1. Chance correlation 2. Meaning ( can find relationships in data, but more is needed to determine meaning or cause) 3. Action (more data doesn't imply more knowledge 4. Easily fooled ( many data tools can be purposely fooled) 5. data drift (incoming data can cause unintentional signals) 6. feedback (reinforcing data) 7. critical thought (scientific sounding answers to vague questions) 8. new data (How to handle previously unseen data) 9. realistic (big data is not a silver bullet)

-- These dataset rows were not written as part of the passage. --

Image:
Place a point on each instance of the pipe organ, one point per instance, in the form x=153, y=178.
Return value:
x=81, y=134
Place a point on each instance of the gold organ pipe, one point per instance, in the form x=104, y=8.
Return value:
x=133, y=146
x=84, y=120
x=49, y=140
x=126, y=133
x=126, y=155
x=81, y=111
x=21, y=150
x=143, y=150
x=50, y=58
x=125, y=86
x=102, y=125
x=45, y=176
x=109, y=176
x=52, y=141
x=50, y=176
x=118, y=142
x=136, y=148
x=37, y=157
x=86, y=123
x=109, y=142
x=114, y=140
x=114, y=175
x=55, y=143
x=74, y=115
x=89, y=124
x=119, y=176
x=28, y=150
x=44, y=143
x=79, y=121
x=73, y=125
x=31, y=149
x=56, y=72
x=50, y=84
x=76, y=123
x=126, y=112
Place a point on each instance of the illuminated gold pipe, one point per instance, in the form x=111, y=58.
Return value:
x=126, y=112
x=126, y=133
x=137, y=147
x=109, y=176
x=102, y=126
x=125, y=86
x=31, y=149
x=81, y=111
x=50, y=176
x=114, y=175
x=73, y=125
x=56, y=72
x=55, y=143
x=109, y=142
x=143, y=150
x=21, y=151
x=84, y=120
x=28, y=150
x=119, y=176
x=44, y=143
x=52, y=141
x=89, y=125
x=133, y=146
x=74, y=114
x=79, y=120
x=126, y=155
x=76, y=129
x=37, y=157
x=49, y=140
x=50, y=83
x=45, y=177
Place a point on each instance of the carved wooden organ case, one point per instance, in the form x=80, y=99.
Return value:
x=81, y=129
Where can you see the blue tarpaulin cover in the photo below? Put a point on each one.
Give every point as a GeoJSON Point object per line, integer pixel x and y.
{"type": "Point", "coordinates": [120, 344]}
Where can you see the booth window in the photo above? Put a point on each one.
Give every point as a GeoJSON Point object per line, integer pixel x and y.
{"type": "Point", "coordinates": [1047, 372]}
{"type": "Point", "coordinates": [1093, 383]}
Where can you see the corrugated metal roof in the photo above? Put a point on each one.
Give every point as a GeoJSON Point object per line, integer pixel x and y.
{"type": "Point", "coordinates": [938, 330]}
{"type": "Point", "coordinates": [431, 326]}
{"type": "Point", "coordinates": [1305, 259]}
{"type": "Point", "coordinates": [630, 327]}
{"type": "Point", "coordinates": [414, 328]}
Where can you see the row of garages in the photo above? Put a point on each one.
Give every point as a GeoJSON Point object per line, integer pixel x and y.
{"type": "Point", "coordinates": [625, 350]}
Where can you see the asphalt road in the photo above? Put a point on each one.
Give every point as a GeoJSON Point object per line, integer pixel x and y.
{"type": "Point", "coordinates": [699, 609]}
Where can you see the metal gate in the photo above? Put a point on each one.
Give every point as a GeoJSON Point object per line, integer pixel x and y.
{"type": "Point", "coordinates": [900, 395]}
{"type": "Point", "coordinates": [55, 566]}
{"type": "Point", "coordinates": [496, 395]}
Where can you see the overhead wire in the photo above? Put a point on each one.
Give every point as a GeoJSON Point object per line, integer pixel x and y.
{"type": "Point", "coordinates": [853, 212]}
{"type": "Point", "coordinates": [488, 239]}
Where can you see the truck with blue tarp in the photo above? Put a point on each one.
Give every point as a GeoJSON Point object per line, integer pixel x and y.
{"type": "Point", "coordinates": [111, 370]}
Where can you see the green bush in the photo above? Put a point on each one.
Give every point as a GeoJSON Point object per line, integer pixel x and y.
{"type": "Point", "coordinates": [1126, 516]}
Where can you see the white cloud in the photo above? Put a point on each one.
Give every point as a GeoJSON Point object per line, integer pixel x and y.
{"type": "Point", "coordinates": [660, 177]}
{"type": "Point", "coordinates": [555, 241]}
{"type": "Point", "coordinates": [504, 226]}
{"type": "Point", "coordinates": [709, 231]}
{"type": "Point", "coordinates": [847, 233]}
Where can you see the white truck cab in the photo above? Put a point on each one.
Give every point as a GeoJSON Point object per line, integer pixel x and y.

What are the challenges with big data?
1. Data lacks integrity 2. Data lacks metadata 3. Back end is cheap 4. Front End is confusing 5. Analysts don't understand your question 6. Analysis is incomplete 7. Lacks a means to interpret the analyses 8. Not acting on the analyses
What is the Imitation game?
A test to see if something is artificially intelligent. If you are able to interact with something without being able to tell if if you are interacting with a human or a computer than it passes the test
Compare ML vs AI vs Data Mining vs Statistics
AI: Computers that behave and reason intelligently ML : Automatically learn models of data for prediction (a subset of AI) DM: Human-guided discovery of hidden patterns in a particular dataset Stats: Quantify and summarize data
What are some common learning tasks?
Classification: assign a category to each item Regression: predict a real value for each item Ranking: order items according to some criterion Clustering: partition data into homogenous regions Dimensionality reduction: find a lower-dimensional feature space that preserves most important properties of the data
What are some applications of ML?
Image recognition, Speech recognition, Chess, Cancer diagnosis, computer security, medical diagnosis
Why can Big Data happen now (8 reasons)?
Low cost, CPU Power, Fast Access, Cloud Computing, Distributed computing, Government investment, Open Source Software, Machine Learning
What does AI Include?
Natural languages Industrial Robots Expert Systems Intelligent agents
What is Machine Learning?
a computational method that uses experience to improve algorithm performance for purpose of prediction
With regard to Machine Learning what is experience?
a data-driven task, and thus stats, probability, and optimization will play a significant role
What is a Decision Support System (DSS)?
an interactive software used to aid in decision making by suggesting solutions to the problem at hand
What is the goal of AI?
to develop computers that can think, as well as see, hear, walk, talk, and feel.